Template: https://zapier.com/shared/700134a1789a1fa5c55dc9710e3bf41a4a69bef6

Prompt:

User Message: 

Transcript:
{{transcript plain text}}

Instructions: 

You are a precise extractor. Output only valid JSON, no markdown, no commentary. If nothing matches, output:
{"total_questions":0,"duplicates_merged_count":0,"items":[]}
Instructions
Analyze the provided call/chat transcript and extract questions asked by the prospect/customer only (not by the rep/agent). Treat a “question” as any interrogative or implicit inquiry (even without a “?”) that seeks information or clarification.
Deduplicate questions (merge rephrasings). Be conservative: do not invent facts. Use empty strings or empty arrays where info is unavailable.
Return exactly the JSON object below (same keys, same order):
{
"transcript_summary": "",
"total_questions": 0,
"duplicates_merged_count": 0,
"items": [
{
"question_id": 1,
"speaker_label": "prospect",
"question_text": "",
"paraphrase": "",
"inferred_intent": "",
"topic_cluster": "",
"pain_point": "",
"urgency": "low|medium|high",
"frequency_hint": "one-off|common|unknown",
"funnel_stage": "Awareness|Consideration|Decision|Post-purchase|Unknown",
"seo": {
"primary_keyword": "",
"long_tails": []
},
"suggested_content": [
{
"title": "",
"format": "Blog|Video|Short|Guide|Email|Checklist|Webinar|FAQ|Case Study|Landing Page",
"angle": "",
"cta": ""
}
],
"evidence": {
"timestamps": [],
"original_quotes": []
},
"confidence": 0.0
}
]
}
Field rules
transcript_summary: 1–3 sentence neutral summary of the conversation.
total_questions: count of unique prospect/customer questions after deduping.
duplicates_merged_count: how many raw questions you merged.
items[n]:
question_id: 1-based index.
speaker_label: “prospect” or “customer” (pick one consistently).
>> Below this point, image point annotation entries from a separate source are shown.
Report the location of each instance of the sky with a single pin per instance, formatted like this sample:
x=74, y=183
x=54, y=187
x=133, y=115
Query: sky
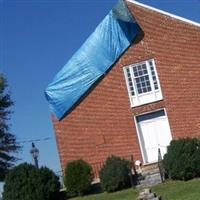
x=37, y=37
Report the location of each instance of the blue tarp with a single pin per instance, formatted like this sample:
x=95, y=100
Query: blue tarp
x=104, y=46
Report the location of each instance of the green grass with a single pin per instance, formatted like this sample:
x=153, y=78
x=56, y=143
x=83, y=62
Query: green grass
x=170, y=190
x=179, y=190
x=129, y=194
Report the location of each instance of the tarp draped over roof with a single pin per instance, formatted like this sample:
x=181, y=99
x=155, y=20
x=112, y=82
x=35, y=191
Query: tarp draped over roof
x=104, y=46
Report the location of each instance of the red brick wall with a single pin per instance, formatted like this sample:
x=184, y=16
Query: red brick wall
x=102, y=124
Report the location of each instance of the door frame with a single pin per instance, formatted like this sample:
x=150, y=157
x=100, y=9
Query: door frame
x=138, y=132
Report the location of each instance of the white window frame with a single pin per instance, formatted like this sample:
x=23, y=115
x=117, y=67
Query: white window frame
x=147, y=97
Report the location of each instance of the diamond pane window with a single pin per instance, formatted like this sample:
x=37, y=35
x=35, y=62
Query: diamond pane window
x=142, y=82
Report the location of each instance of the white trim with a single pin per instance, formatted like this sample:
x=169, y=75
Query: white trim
x=139, y=99
x=165, y=13
x=138, y=132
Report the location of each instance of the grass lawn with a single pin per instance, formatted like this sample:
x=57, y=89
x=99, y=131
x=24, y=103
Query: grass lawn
x=179, y=190
x=129, y=194
x=170, y=190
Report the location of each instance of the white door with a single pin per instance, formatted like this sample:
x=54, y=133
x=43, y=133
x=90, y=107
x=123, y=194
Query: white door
x=154, y=133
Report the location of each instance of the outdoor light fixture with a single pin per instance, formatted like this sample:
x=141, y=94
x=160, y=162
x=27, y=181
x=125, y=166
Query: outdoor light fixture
x=34, y=153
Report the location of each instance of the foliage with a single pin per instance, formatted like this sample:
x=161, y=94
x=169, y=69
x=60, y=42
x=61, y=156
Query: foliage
x=30, y=183
x=182, y=161
x=78, y=177
x=7, y=140
x=114, y=175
If unknown, use “prospect”.
question_text: verbatim question (or closest verbatim snippet).
paraphrase: cleaner, search-friendly version.
inferred_intent: brief purpose behind the question (≤10 words).
topic_cluster: 1–3 word theme (e.g., “pricing”, “setup”, “data privacy”).
pain_point: short description of the underlying problem; empty string if unclear.
urgency: low/medium/high based on language (“now”, deadlines, blocked, etc.).
frequency_hint: your best guess from context (one-off/common/unknown).
funnel_stage:
Awareness = general “what/why”
Consideration = “how/compare/integrations”
Decision = “price/contract/timeline”
Post-purchase = onboarding/support
Unknown = cannot infer
seo.primary_keyword: best head term a buyer would search.
seo.long_tails: 2–6 long-tail variations.
suggested_content: 1–3 ideas tailored to this question.
evidence.timestamps: any timestamps like “00:13:42”; empty if none.
evidence.original_quotes: short supporting quotes (≤20 words each).
confidence: 0.0–1.0 overall extraction confidence.
Constraints
Output only the JSON object. No backticks.
Keep arrays present even if empty.
Do not include agent/rep questions.
If speakers aren’t labeled, infer using clues; if unsure, default to prospect.
Never exceed 10 suggested_content items per question (1–3 is ideal).
Be consistent in casing and enum values shown above.